🤖 AI Summary
Deep neural networks often fail to achieve compositional generalization—i.e., generalizing to novel combinations of known primitives—despite empirical success in certain tasks.
Method: We derive the first necessary and sufficient conditions for compositional generalization: (i) the model’s computational graph must structurally match the true compositional hierarchy, and (ii) each primitive must encode only the minimal task-relevant information during training. We establish this via rigorous theoretical analysis, formal mathematical proof, and constructive minimal examples, unifying the roles of architecture design, regularization, and data distribution.

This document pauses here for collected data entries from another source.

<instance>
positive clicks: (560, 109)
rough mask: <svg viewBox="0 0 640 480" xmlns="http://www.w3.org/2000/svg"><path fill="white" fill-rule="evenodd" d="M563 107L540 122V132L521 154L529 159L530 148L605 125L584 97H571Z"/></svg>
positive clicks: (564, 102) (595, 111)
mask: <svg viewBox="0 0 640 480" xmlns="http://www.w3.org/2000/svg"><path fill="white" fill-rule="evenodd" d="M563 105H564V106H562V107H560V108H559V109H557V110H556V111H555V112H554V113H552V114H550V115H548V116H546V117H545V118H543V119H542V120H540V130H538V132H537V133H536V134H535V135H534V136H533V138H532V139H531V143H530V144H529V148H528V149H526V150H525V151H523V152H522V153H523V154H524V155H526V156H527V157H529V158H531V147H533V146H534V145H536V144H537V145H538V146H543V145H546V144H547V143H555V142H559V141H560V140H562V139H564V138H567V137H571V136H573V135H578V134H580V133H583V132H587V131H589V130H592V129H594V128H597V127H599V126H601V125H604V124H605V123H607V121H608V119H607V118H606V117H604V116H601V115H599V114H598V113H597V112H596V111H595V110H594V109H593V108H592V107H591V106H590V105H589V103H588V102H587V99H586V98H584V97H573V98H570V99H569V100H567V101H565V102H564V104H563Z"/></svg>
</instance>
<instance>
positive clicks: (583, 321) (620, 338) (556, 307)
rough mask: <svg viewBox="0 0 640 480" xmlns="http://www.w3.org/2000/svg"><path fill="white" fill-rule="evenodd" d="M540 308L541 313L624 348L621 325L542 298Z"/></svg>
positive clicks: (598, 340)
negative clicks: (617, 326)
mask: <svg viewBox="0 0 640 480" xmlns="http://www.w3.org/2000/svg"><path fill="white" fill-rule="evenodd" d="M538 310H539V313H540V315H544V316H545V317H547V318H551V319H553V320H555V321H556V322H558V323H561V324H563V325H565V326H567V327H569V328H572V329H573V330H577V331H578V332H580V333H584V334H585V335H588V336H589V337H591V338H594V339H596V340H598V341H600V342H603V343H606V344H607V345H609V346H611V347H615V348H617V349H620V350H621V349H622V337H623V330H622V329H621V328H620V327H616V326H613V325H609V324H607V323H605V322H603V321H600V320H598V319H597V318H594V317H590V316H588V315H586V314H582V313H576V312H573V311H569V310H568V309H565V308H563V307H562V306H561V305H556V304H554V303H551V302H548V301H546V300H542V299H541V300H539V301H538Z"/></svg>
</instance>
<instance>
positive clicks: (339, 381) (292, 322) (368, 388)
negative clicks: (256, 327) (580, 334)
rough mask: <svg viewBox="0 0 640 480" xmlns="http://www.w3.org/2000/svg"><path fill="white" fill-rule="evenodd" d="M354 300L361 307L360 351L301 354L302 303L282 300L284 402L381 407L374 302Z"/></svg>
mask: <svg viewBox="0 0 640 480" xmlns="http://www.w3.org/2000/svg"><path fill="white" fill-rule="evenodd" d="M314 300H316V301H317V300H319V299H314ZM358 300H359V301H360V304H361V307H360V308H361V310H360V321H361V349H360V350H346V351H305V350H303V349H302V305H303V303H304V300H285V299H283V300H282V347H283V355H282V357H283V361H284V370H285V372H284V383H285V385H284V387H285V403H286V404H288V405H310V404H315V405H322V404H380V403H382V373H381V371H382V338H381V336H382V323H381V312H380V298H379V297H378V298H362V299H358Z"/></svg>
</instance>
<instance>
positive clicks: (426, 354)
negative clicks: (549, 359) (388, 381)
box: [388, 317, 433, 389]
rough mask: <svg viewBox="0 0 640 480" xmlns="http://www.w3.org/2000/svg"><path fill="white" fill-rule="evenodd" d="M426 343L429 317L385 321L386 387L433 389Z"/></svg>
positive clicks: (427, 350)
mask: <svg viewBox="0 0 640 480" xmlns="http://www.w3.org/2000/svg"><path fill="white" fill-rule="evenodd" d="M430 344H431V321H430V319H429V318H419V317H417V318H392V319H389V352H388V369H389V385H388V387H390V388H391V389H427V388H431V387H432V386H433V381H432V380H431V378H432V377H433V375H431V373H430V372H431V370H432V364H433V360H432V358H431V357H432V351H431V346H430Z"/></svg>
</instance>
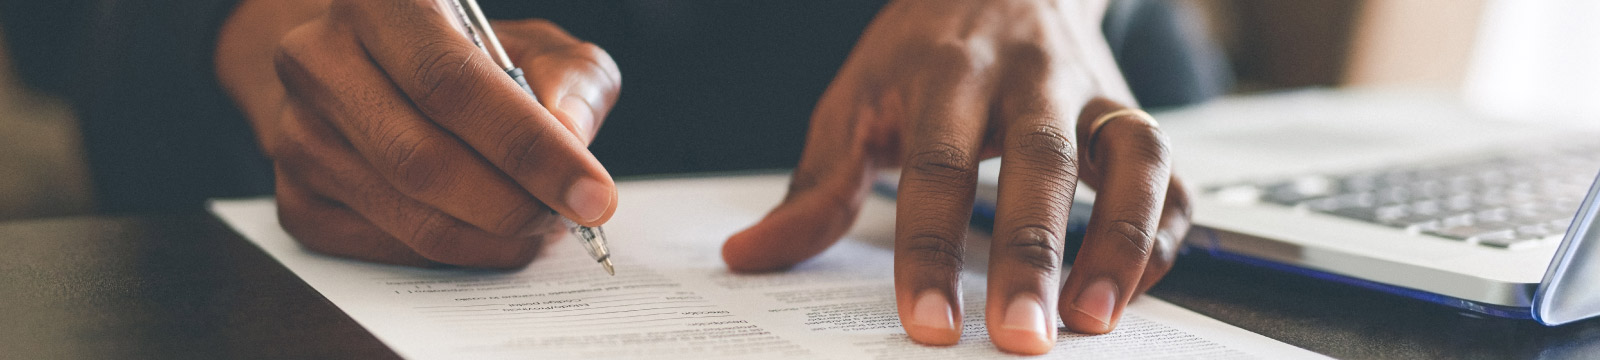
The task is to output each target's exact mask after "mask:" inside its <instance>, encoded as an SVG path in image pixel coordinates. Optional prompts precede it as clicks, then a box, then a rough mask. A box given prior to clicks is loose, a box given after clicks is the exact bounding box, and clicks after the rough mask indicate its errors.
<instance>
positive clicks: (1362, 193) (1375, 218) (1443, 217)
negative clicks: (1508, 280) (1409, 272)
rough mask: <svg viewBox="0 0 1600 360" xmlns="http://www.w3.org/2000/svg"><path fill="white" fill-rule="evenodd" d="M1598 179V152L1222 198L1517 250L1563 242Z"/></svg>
mask: <svg viewBox="0 0 1600 360" xmlns="http://www.w3.org/2000/svg"><path fill="white" fill-rule="evenodd" d="M1595 173H1600V147H1595V149H1570V150H1552V152H1539V154H1522V155H1510V157H1498V158H1488V160H1480V162H1467V163H1451V165H1424V166H1403V168H1386V170H1379V171H1368V173H1355V174H1338V176H1302V178H1296V179H1290V181H1275V182H1262V184H1245V186H1232V187H1222V189H1219V190H1218V192H1219V194H1218V195H1224V197H1229V194H1232V195H1230V197H1235V198H1237V197H1238V195H1242V194H1243V195H1245V197H1253V200H1256V202H1266V203H1277V205H1285V206H1293V208H1296V210H1304V211H1312V213H1323V214H1333V216H1339V218H1347V219H1357V221H1365V222H1374V224H1382V226H1389V227H1395V229H1403V230H1406V232H1410V234H1426V235H1434V237H1443V238H1453V240H1464V242H1472V243H1478V245H1485V246H1493V248H1507V250H1517V248H1530V246H1536V245H1538V243H1539V242H1541V240H1544V238H1552V237H1554V238H1558V237H1562V235H1563V234H1565V232H1566V226H1568V224H1571V221H1573V216H1574V214H1576V211H1578V206H1579V203H1581V202H1582V198H1584V195H1586V194H1587V190H1589V186H1590V184H1592V182H1594V181H1595Z"/></svg>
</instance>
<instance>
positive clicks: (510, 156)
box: [499, 126, 554, 178]
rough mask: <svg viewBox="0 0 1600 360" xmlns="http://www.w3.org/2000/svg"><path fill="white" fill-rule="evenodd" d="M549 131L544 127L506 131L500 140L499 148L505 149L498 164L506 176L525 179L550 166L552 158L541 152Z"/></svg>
mask: <svg viewBox="0 0 1600 360" xmlns="http://www.w3.org/2000/svg"><path fill="white" fill-rule="evenodd" d="M549 131H550V130H549V128H546V126H520V128H517V130H510V131H506V133H504V136H502V138H501V141H499V142H501V144H502V146H501V147H499V149H507V150H506V152H504V154H506V155H502V158H501V162H499V165H501V168H502V170H506V174H510V176H512V178H526V176H531V174H534V173H538V171H539V170H542V168H546V166H549V165H552V162H554V160H552V158H550V157H549V155H546V154H544V152H541V149H544V146H546V142H547V139H546V138H547V136H550V133H549Z"/></svg>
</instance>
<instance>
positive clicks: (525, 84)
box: [506, 67, 539, 102]
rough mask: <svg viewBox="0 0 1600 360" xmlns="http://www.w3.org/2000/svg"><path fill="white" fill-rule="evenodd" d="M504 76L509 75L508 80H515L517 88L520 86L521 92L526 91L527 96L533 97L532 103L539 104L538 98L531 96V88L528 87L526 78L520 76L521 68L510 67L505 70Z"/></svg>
mask: <svg viewBox="0 0 1600 360" xmlns="http://www.w3.org/2000/svg"><path fill="white" fill-rule="evenodd" d="M506 75H510V80H517V86H522V91H528V96H533V102H539V96H538V94H533V86H528V77H525V75H523V74H522V67H512V69H510V70H506Z"/></svg>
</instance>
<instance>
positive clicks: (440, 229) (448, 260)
mask: <svg viewBox="0 0 1600 360" xmlns="http://www.w3.org/2000/svg"><path fill="white" fill-rule="evenodd" d="M294 109H299V107H294ZM291 114H293V115H290V117H286V118H285V122H283V126H282V130H283V134H285V138H290V139H293V142H290V144H286V146H285V149H282V150H280V152H278V154H280V158H278V162H277V163H278V173H283V176H288V178H293V179H298V181H299V182H301V184H304V186H306V187H307V189H309V190H310V192H312V194H318V195H322V197H328V198H331V200H334V202H339V203H344V205H346V206H349V208H350V210H355V213H358V214H362V218H365V219H366V221H368V222H371V224H373V226H376V227H378V229H382V230H384V234H389V235H390V237H395V238H398V240H400V242H402V243H405V245H406V246H410V248H411V250H413V251H416V253H418V254H421V256H422V258H427V259H430V261H435V262H443V264H453V266H470V267H504V269H512V267H522V266H526V264H528V262H531V261H533V258H534V256H536V254H538V251H539V243H541V242H539V240H541V237H539V235H533V237H510V238H507V237H498V235H493V234H488V232H483V230H482V229H478V227H475V226H470V224H467V222H462V221H459V219H456V218H451V216H450V214H445V213H442V211H438V210H434V208H430V206H427V205H424V203H421V202H416V200H413V198H410V197H406V195H403V194H400V192H398V190H395V189H394V187H389V184H387V182H386V181H384V179H382V176H379V174H378V173H376V171H374V170H373V168H371V166H368V165H366V163H365V162H363V160H362V158H360V157H358V155H357V154H355V150H354V149H350V147H349V144H346V142H342V139H339V138H338V136H336V133H334V130H333V128H331V126H330V125H326V123H322V122H320V120H314V117H309V115H306V114H304V112H291ZM307 118H310V120H307ZM542 218H544V219H546V221H547V226H541V229H549V226H554V216H542Z"/></svg>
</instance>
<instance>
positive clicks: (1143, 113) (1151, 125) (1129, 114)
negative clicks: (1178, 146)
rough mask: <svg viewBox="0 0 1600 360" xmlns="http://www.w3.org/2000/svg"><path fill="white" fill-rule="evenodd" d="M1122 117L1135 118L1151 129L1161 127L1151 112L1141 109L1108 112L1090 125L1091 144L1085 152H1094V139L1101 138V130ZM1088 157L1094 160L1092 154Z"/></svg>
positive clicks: (1139, 121)
mask: <svg viewBox="0 0 1600 360" xmlns="http://www.w3.org/2000/svg"><path fill="white" fill-rule="evenodd" d="M1120 117H1133V118H1136V120H1139V122H1144V125H1149V126H1150V128H1160V126H1157V125H1155V117H1150V114H1149V112H1144V110H1139V109H1133V107H1123V109H1122V110H1114V112H1107V114H1106V115H1101V117H1098V118H1094V122H1093V123H1090V144H1088V147H1085V150H1086V152H1093V149H1094V138H1099V128H1102V126H1106V123H1110V120H1115V118H1120ZM1086 155H1090V158H1093V155H1091V154H1086Z"/></svg>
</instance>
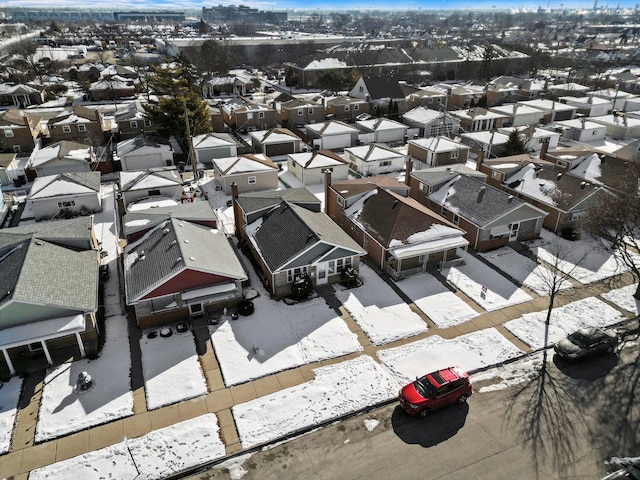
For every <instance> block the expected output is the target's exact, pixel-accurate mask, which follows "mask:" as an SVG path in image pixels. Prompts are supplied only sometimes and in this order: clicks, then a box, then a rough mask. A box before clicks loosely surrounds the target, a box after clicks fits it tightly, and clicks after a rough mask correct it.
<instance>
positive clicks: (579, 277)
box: [525, 229, 628, 284]
mask: <svg viewBox="0 0 640 480" xmlns="http://www.w3.org/2000/svg"><path fill="white" fill-rule="evenodd" d="M540 235H541V238H538V239H536V240H532V241H530V242H525V243H526V245H527V247H528V248H529V250H531V252H532V253H533V254H534V255H535V256H537V257H538V258H540V259H541V260H544V261H545V262H547V263H548V264H551V265H555V264H557V265H558V268H559V269H560V270H561V271H563V272H565V273H567V274H569V275H571V277H573V278H575V279H576V280H577V281H579V282H580V283H583V284H587V283H593V282H597V281H598V280H602V279H603V278H609V277H612V276H614V275H618V274H620V273H624V272H626V271H627V270H628V268H627V267H626V266H624V265H623V264H622V263H620V262H619V261H618V260H617V259H616V255H615V254H614V253H612V252H610V251H607V250H605V249H604V248H602V247H601V246H600V245H598V244H597V242H595V241H594V240H592V239H590V238H583V239H581V240H575V241H571V240H566V239H564V238H562V237H561V236H559V235H556V234H555V233H553V232H550V231H549V230H545V229H542V232H540ZM583 237H586V235H585V234H583Z"/></svg>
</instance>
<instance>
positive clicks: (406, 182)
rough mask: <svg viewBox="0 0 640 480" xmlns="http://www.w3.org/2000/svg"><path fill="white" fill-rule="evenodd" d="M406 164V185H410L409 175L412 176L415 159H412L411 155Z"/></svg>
mask: <svg viewBox="0 0 640 480" xmlns="http://www.w3.org/2000/svg"><path fill="white" fill-rule="evenodd" d="M406 165H407V166H406V170H405V174H404V183H405V185H407V186H409V177H410V176H411V171H412V170H413V160H412V159H411V157H409V158H407V162H406Z"/></svg>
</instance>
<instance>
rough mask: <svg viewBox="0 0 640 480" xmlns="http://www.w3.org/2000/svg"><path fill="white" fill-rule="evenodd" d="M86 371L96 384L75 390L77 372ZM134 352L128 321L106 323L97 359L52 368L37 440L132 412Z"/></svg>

Contribution/Results: Our conditions are formally verifiable *a priori*, enabling predictive assessment of generalization potential before training. They provide a principled foundation for interpretable AI and structured model design, bridging theoretical guarantees with practical architectural constraints. The framework explains why many standard architectures fail—and how targeted structural alignment and information minimality can restore compositional generalization.
📝 Abstract
Compositional generalization is a crucial property in artificial intelligence, enabling models to handle novel combinations of known components. While most deep learning models lack this capability, certain models succeed in specific tasks, suggesting the existence of governing conditions. This paper derives a necessary and sufficient condition for compositional generalization in neural networks. Conceptually, it requires that (i) the computational graph matches the true compositional structure, and (ii) components encode just enough information in training. The condition is supported by mathematical proofs. This criterion combines aspects of architecture design, regularization, and training data properties. A carefully designed minimal example illustrates an intuitive understanding of the condition. We also discuss the potential of the condition for assessing compositional generalization before training. This work is a fundamental theoretical study of compositional generalization in neural networks.